Konteks Paradigma Pemidanaan

Terdakwa yang melakukan perbarengan tindak pidana, tidak boleh kita samakan begitu saja dengan terdakwa yang berstatus residivis. Penjatuhan pidana dapat menjadi terlalu berat, jika kita bandingkan perkara perbarengan tersebut yang mengajukan dalam satu berkas dan menggabungkan dalam satu surat dakwaan.

Bahkan, lebih jauh menurut saya, dalam konteks paradigma pemidanaan saat ini, agar kepada terdakwa kami jatuhi pidana yang tidak terlalu jauh dari pola penjatuhan pidana dalam perkara-perkara sejenis (yang mengajukan dalam satu surat dakwaan) yang variabel-variabelnya tidak jauh berbeda.

Menurut saya, dalam keadaan perbarengan tindak pidana, adanya keadaan memberatkan  yang biasanya mencantumkan dalam surat tuntutan atau putusan hakim, bukanlah karena terdakwa sudah pernah mereka jatuhi pidana, melainkan karena perbarengan tindak pidana itu sendiri.

Mencantumkan keterangan bahwa terdakwa sudah pernah mereka jatuhi pidana dalam perkara perkara yang seharusnya kami anggap sebagai perkara perbarengan, akan membuat rancu antara konsep residivis dan perbarengan tindak pidana.

Memperbaiki Manajemen Administrasi Perkara

Dari sisi manajemen perkara, Penuntut Umum harus berkoordinasi satu sama lain jika menangani perkara-perkara yang ada kaitannya seperti ini.

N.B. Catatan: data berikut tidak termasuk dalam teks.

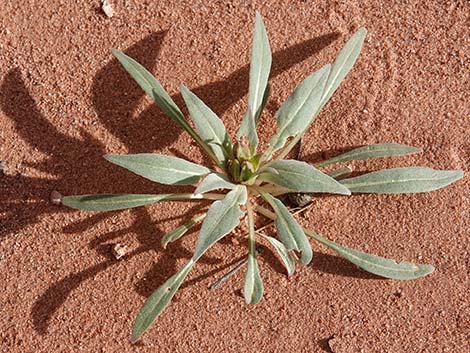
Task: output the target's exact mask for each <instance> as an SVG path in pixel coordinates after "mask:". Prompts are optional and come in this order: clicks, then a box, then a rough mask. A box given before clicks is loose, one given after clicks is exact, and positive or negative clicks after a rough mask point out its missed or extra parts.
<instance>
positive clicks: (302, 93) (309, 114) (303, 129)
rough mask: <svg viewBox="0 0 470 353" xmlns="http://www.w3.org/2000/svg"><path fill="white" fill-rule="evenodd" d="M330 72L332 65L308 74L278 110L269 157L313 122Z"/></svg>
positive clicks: (269, 150) (270, 148)
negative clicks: (314, 72)
mask: <svg viewBox="0 0 470 353" xmlns="http://www.w3.org/2000/svg"><path fill="white" fill-rule="evenodd" d="M329 72H330V65H326V66H324V67H323V68H321V69H320V70H318V71H317V72H315V73H314V74H312V75H310V76H308V77H307V78H306V79H305V80H304V81H302V82H301V83H300V84H299V85H298V86H297V88H296V89H295V90H294V92H292V94H291V95H290V96H289V98H288V99H287V100H286V101H285V102H284V104H283V105H282V106H281V108H279V110H278V111H277V112H276V115H275V118H276V121H277V133H276V134H275V135H274V136H273V137H272V138H271V140H270V141H269V145H270V150H269V152H270V153H269V155H268V157H267V159H269V157H270V155H271V153H274V152H276V151H277V150H279V149H280V148H281V147H282V146H284V144H285V143H286V141H287V139H288V138H289V137H291V136H296V135H298V134H300V133H303V132H304V131H305V130H306V129H308V127H309V126H310V124H311V123H312V122H313V118H314V115H315V112H316V111H317V110H318V108H319V106H320V101H321V98H322V94H323V89H324V87H325V84H326V80H327V78H328V73H329Z"/></svg>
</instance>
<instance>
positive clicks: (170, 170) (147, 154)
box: [104, 153, 211, 185]
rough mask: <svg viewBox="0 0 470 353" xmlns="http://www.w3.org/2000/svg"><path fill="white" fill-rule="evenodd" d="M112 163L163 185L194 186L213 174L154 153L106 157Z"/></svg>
mask: <svg viewBox="0 0 470 353" xmlns="http://www.w3.org/2000/svg"><path fill="white" fill-rule="evenodd" d="M104 158H106V159H107V160H108V161H110V162H111V163H114V164H117V165H118V166H120V167H123V168H126V169H127V170H130V171H131V172H133V173H135V174H137V175H140V176H142V177H144V178H146V179H149V180H152V181H155V182H157V183H161V184H177V185H184V184H194V183H196V182H197V181H198V180H199V179H200V178H201V177H202V176H204V175H207V174H209V173H210V172H211V170H210V169H209V168H206V167H204V166H201V165H199V164H195V163H192V162H188V161H187V160H185V159H182V158H178V157H172V156H166V155H161V154H153V153H140V154H124V155H113V154H108V155H106V156H104Z"/></svg>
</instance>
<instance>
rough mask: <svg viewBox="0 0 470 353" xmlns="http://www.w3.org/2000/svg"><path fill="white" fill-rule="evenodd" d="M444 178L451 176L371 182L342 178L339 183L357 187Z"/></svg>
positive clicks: (437, 179)
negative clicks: (355, 183)
mask: <svg viewBox="0 0 470 353" xmlns="http://www.w3.org/2000/svg"><path fill="white" fill-rule="evenodd" d="M446 179H452V177H451V176H448V177H443V178H414V179H399V180H384V181H373V182H365V183H358V184H354V183H347V179H345V180H344V182H342V183H341V184H343V185H344V186H347V187H348V188H357V187H362V186H375V185H387V184H400V183H409V182H414V181H443V180H446Z"/></svg>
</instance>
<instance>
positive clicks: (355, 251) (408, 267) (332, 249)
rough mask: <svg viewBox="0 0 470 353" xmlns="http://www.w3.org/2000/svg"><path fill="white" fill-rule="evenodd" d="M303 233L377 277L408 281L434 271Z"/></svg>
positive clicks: (420, 266)
mask: <svg viewBox="0 0 470 353" xmlns="http://www.w3.org/2000/svg"><path fill="white" fill-rule="evenodd" d="M305 233H307V234H308V235H309V236H311V237H312V238H313V239H315V240H317V241H318V242H320V243H322V244H323V245H326V246H327V247H329V248H330V249H332V250H333V251H335V252H336V253H337V254H338V255H341V256H342V257H344V258H345V259H347V260H349V261H351V262H352V263H353V264H355V265H356V266H358V267H360V268H362V269H363V270H365V271H367V272H370V273H373V274H375V275H378V276H382V277H385V278H392V279H399V280H409V279H415V278H419V277H424V276H426V275H428V274H430V273H432V272H433V271H434V267H433V266H431V265H422V264H414V263H410V262H400V263H397V262H396V261H394V260H390V259H386V258H383V257H379V256H375V255H371V254H366V253H363V252H361V251H357V250H354V249H350V248H347V247H345V246H342V245H339V244H336V243H334V242H333V241H331V240H328V239H326V238H323V237H321V236H320V235H318V234H316V233H315V232H313V231H311V230H305Z"/></svg>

Tujuannya agar pengajuan tuntutan, khususnya lagi dalam hal permohonan penjatuhan pidana kepada hakim, menjadi proporsional sebagaimana yang telah kami amanatkan pasal 71 KUHP.

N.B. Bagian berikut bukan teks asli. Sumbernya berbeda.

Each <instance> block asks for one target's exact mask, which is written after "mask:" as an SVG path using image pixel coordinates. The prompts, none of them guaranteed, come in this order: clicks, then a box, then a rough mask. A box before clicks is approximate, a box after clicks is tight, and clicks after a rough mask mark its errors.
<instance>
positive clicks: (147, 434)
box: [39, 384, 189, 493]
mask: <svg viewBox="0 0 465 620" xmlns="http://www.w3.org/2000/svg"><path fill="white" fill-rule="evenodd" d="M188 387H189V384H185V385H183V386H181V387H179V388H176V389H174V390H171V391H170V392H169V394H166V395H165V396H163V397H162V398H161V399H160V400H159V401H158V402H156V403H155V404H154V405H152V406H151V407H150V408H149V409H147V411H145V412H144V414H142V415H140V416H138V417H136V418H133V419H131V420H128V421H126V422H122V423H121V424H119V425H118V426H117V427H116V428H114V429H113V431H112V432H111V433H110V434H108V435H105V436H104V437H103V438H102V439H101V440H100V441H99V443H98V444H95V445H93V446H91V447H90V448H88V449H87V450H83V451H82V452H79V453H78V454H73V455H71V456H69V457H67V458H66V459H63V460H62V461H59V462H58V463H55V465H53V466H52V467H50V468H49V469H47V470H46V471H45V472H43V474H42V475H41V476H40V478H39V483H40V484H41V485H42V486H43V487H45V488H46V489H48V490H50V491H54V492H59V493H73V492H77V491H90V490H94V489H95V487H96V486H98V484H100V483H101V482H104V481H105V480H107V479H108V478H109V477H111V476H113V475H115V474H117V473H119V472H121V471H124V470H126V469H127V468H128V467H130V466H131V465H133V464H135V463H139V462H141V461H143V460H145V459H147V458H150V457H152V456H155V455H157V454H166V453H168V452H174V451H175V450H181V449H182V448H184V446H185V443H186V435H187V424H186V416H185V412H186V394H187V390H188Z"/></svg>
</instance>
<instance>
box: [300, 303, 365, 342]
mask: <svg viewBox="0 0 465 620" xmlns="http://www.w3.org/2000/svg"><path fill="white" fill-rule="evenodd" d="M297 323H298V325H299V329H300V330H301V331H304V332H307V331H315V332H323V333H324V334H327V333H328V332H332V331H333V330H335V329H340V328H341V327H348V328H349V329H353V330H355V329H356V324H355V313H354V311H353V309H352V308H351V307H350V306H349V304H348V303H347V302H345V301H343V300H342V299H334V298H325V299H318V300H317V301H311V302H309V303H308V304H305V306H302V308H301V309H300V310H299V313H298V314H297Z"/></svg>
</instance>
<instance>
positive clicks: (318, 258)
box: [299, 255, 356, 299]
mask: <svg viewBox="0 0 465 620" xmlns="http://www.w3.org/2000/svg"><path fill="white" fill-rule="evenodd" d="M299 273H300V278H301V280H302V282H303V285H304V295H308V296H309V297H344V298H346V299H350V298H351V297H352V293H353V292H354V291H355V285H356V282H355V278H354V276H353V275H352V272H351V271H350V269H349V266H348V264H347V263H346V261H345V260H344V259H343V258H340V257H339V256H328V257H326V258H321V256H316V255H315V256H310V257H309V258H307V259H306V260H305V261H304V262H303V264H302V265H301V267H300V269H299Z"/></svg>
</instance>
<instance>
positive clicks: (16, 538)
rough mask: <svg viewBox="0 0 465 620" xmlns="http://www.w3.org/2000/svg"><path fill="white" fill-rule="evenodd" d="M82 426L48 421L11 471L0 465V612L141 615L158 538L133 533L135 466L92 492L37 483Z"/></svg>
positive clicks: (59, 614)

Termasuk saat proses pelimpahan perkara ke pengadilan negeri, seyogyanya menerangkan dan terdapat catatan khusus yang menjelaskan bahwa perkara tersebut sesungguhnya adalah perkara perbarengan yang mereka ajukan terpisah, serta alasan-alasan yang melatar belakanginya.

Demikian pula di pengadilan negeri. Perkara-perkara yang ada kaitannya sebisa mungkin diadili oleh Majelis Hakim yang sama. Penerapan Pasal 71 KUHP jika tidak dimungkinkan, maka antar Majelis Hakim sepatutnya bersedia berdiskusi dan berkoordinasi mengenai penjatuhan pidana. Dengan kultur yang demikian, maka diharapkan usaha mewujudkan keadilan untuk semua, menjadi maksimal.